12/07/2005, 19h48
par Pierre-Henri de Menthon, rédacteur en chef de Challenges, auteur de « Les 200 familles qui possèdent la France »
Vous publiez le classement des 200 plus grosses fortunes de France dans Challenges du 7 juillet. Comment fait-on pour récolter ce genre d’informations ?
C’est une grosse enquête journalistique: trois mois de travail pour deux personnes, ainsi qu’un partenariat avec une société qui gère des bases de données. Le plus facile, c’est pour les sociétés cotées en bourse. Les valeurs des fortunes varient avec le cour des actions. Nous avons arrêté les valeurs courant mai. Pour les sociétés qui ne sont pas cotées en bourse mais qui publient leurs chiffres, nous avons regardé les valeurs des transactions.

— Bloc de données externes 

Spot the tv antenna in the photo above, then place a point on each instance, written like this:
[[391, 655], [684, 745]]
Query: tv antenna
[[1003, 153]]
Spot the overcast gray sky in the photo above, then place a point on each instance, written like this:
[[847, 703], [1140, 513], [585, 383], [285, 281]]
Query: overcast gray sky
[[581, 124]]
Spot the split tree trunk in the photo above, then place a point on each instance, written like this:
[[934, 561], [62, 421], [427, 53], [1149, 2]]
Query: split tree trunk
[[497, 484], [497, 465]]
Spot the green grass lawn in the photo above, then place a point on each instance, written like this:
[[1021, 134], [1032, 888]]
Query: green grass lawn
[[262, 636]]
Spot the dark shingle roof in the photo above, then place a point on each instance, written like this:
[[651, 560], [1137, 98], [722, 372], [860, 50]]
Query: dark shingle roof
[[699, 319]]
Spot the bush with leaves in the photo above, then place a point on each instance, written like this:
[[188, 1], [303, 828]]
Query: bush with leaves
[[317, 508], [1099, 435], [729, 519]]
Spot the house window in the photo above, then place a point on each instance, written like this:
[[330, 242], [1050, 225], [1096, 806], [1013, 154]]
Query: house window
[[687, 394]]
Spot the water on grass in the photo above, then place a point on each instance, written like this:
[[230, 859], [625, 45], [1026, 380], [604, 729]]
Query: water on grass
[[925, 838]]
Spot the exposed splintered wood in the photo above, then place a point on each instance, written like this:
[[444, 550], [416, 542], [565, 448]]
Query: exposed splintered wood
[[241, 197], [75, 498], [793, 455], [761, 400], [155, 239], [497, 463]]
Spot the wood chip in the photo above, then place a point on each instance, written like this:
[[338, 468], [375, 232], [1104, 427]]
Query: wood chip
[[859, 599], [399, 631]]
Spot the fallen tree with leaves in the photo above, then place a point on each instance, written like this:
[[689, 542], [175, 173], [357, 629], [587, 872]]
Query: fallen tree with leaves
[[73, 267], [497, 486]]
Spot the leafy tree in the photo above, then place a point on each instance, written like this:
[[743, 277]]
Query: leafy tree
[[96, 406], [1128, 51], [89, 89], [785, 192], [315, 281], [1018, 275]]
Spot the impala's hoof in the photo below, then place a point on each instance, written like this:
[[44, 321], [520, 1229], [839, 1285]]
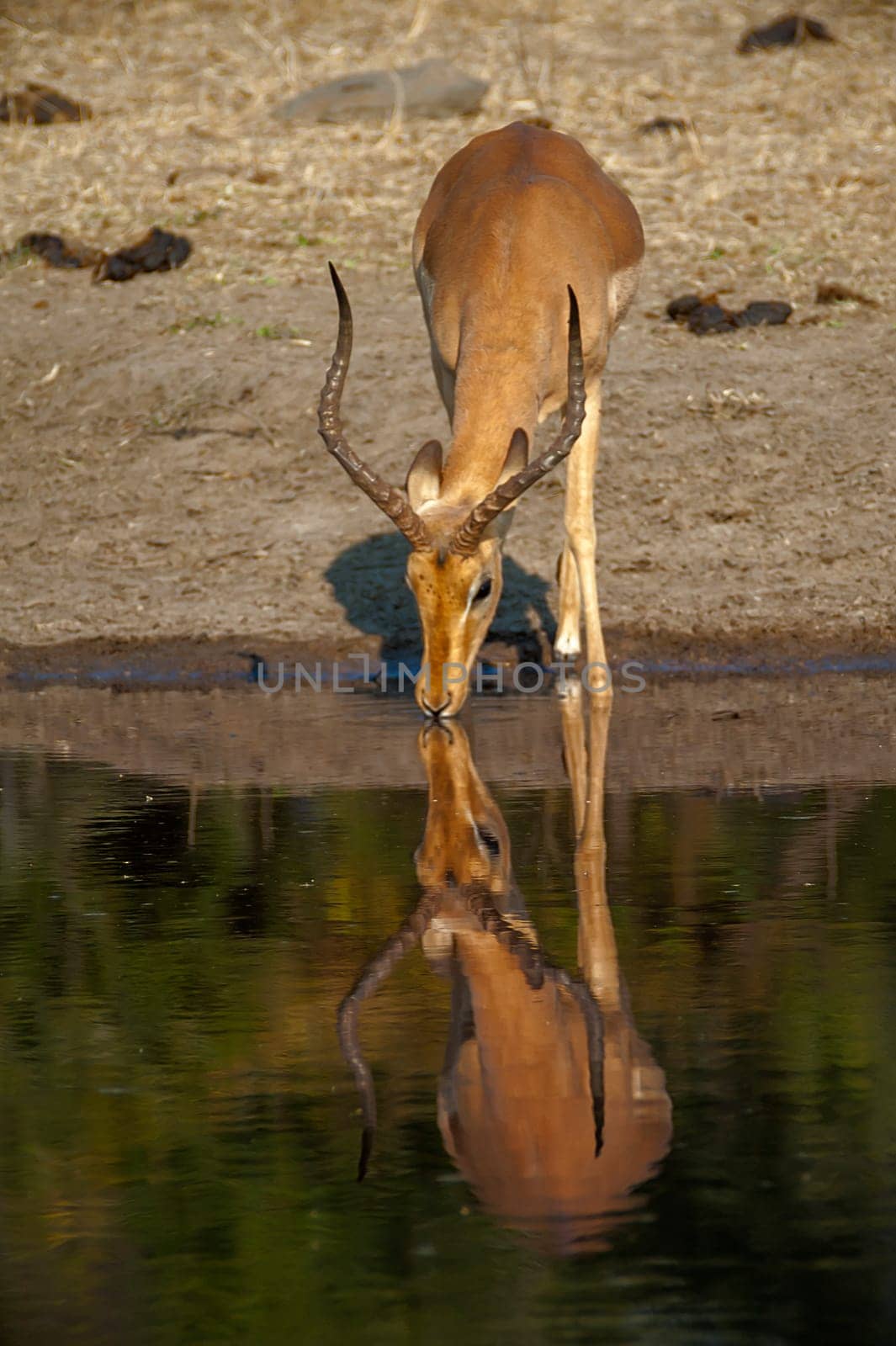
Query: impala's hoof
[[567, 646]]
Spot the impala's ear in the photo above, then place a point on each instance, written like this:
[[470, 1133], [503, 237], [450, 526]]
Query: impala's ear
[[424, 478], [517, 455]]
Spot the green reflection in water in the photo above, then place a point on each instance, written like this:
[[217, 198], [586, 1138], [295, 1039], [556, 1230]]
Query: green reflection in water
[[179, 1130]]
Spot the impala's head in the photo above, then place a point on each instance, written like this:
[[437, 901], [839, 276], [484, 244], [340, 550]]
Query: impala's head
[[453, 569], [466, 845]]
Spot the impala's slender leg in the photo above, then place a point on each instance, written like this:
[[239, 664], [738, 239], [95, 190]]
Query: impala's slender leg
[[567, 644], [581, 542]]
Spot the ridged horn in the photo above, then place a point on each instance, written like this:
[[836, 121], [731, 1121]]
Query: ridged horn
[[386, 497], [467, 538]]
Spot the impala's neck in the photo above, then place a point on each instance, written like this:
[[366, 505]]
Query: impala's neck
[[496, 394]]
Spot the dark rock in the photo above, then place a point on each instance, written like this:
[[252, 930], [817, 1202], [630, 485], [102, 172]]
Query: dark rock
[[664, 125], [770, 311], [705, 315], [429, 89], [787, 31], [40, 105], [156, 251]]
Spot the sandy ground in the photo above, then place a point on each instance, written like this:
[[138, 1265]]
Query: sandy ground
[[162, 474]]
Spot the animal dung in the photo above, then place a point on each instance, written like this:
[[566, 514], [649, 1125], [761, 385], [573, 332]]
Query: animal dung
[[832, 293], [40, 105], [429, 89], [787, 31], [60, 252], [664, 125], [156, 251], [705, 315]]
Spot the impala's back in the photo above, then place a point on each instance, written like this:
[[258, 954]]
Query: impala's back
[[513, 220]]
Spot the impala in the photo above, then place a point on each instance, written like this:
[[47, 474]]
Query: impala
[[549, 1100], [521, 233]]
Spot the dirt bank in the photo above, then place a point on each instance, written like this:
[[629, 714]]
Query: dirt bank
[[162, 473]]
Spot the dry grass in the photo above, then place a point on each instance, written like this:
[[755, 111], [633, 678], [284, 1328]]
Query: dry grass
[[787, 178]]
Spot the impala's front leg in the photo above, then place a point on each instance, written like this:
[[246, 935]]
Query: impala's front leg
[[581, 549]]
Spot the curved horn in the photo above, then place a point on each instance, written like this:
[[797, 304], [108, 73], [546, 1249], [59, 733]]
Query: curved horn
[[368, 983], [389, 500], [466, 540]]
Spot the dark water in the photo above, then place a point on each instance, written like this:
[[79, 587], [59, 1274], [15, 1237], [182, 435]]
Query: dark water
[[181, 1134]]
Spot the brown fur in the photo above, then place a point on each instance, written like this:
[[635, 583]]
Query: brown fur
[[550, 1101], [512, 221]]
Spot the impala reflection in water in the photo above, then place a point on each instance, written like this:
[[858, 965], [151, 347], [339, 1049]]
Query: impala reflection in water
[[549, 1101]]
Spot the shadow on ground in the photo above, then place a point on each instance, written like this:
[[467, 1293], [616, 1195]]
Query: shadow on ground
[[368, 580]]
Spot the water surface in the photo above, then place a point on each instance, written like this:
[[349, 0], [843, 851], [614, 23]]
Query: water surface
[[181, 1132]]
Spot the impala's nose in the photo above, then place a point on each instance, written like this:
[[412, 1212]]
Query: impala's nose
[[433, 710]]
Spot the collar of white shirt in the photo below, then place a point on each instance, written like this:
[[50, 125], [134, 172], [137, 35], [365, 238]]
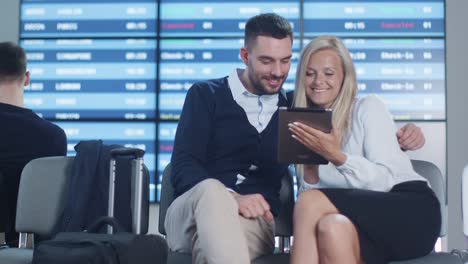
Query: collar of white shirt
[[258, 108]]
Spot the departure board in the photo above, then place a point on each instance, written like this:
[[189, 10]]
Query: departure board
[[119, 69], [88, 18], [92, 78], [407, 74], [227, 18], [186, 61], [375, 18]]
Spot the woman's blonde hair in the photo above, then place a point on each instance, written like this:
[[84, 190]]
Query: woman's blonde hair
[[342, 106]]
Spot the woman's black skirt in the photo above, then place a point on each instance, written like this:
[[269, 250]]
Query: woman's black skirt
[[403, 223]]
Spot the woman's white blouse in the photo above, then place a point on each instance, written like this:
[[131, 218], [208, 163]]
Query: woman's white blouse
[[374, 158]]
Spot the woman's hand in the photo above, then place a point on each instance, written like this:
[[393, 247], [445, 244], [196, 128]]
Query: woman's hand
[[326, 145]]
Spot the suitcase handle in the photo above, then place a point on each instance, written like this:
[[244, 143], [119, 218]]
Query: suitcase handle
[[105, 220], [136, 152]]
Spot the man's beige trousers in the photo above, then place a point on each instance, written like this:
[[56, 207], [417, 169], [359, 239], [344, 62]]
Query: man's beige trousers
[[205, 221]]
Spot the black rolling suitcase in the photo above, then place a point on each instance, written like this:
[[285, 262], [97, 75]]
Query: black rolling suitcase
[[130, 158], [117, 245]]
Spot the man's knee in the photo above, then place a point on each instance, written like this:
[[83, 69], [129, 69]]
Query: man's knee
[[212, 192]]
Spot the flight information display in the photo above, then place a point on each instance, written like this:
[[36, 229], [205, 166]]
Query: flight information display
[[119, 70], [185, 61], [92, 78], [140, 135], [375, 18], [88, 18], [219, 18], [408, 74]]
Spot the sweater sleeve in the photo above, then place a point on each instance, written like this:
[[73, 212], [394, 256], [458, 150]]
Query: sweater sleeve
[[383, 161], [189, 155]]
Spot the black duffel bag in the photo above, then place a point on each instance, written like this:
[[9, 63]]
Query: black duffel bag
[[93, 248]]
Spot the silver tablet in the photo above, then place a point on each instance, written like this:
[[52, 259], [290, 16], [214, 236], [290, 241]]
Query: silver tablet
[[290, 150]]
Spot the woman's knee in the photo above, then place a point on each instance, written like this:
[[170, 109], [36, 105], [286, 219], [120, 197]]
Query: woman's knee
[[314, 204], [335, 228]]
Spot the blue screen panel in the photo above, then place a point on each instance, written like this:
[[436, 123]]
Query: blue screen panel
[[92, 78], [219, 18], [374, 18], [185, 61], [101, 18]]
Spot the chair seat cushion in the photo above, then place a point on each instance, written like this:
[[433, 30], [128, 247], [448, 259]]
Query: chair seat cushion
[[433, 258], [179, 258], [16, 256], [280, 258]]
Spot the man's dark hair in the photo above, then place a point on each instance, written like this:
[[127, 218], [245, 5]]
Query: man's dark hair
[[12, 61], [269, 25]]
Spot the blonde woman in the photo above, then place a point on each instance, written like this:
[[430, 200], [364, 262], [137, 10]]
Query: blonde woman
[[367, 205]]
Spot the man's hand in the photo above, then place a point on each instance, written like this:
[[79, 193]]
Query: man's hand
[[253, 206], [410, 137]]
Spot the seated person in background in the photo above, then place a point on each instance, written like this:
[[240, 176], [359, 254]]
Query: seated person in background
[[367, 205], [23, 135]]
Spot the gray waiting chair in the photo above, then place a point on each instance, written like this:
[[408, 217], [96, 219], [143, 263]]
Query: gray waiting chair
[[430, 171], [41, 200], [283, 223]]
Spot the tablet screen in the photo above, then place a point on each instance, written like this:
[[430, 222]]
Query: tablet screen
[[290, 150]]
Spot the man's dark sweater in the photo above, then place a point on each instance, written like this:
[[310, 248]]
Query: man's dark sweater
[[214, 139], [24, 136]]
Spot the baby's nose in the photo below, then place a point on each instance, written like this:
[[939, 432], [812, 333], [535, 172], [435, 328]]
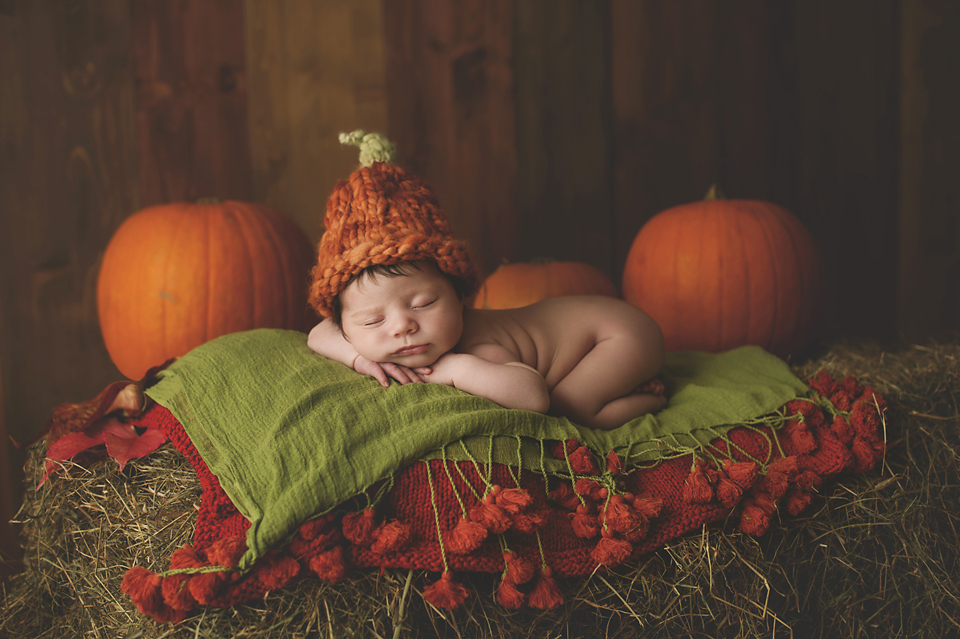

Le travail le plus difficile concerne les sociétés qui ne publient aucun chiffre, celles qui sont dans l’illégalité mais qui préfèrent payer une amende. Mais, on le voit lorsqu’il y a une session d’entreprise: nous nous trompons rarement. Notre marge d’erreur n’est que de 10 ou 20%. Ceci dit, nous ne nous occupons que des fortunes professionnelles, pas des fortunes privées, les collections d’œuvres d’art par exemple.
Quelles sont les surprises du classement 2005 ?
Le changement le plus frappant, c’est l’arrivée en première place de Bernard Arnault, devant la famille Bettencourt qui possède L’Oréal. Il y a aussi le retour de Marc Simoncini, qui était sorti du classement après l’éclatement de la bulle Internet mais revient en 158e position grâce à son site de rencontres en ligne, Meetic. A l’inverse, Jean-Luc Delarue a fait de mauvaises affaires avec sa société Réservoir Prod, et sa fortune a été divisée par deux.
Sur la masse, on a des indications sur l’état de forme des différents secteurs d’activité. Tous les secteurs liés au vieillissement de la population se portent bien: la pharmacie, la santé, les maisons de retraite, comme Jean-François Hénin, société Maurel et Prom, en 66e place et en progression de 223%. Il y a deux secteurs qui connaissent un marasme cette année: la distribution, et les fortunes du bordelais où les vignobles souffrent.
Combien faut-il posséder pour figurer dans le classement ?
Il y a un vrai emballement, les riches sont de plus en plus riches.
La fortune minimale d’insertion dans le classement, la « Fmic », s’élève cette année à 41 millions d’euros, contre 32 millions d’euros en 2004 et 14 millions en 1996. Les milliardaires en euros sont au nombre de 33 en 2005. C’est davantage qu’au plus haut de la bulle Internet, en 2000, où ils étaient 30.
Il n’y a donc jamais eu autant de milliardaires. Cela s’explique: les fortunes sont internationales. Or la croissance mondiale est plus élevée que celle de l’hexagone. Et ce sont des entreprises qui de manière générale sont mieux gérées que les entreprises dont l’actionnariat est éclaté. Le capitalisme familial fonctionne mieux que le capitalisme actionnarial.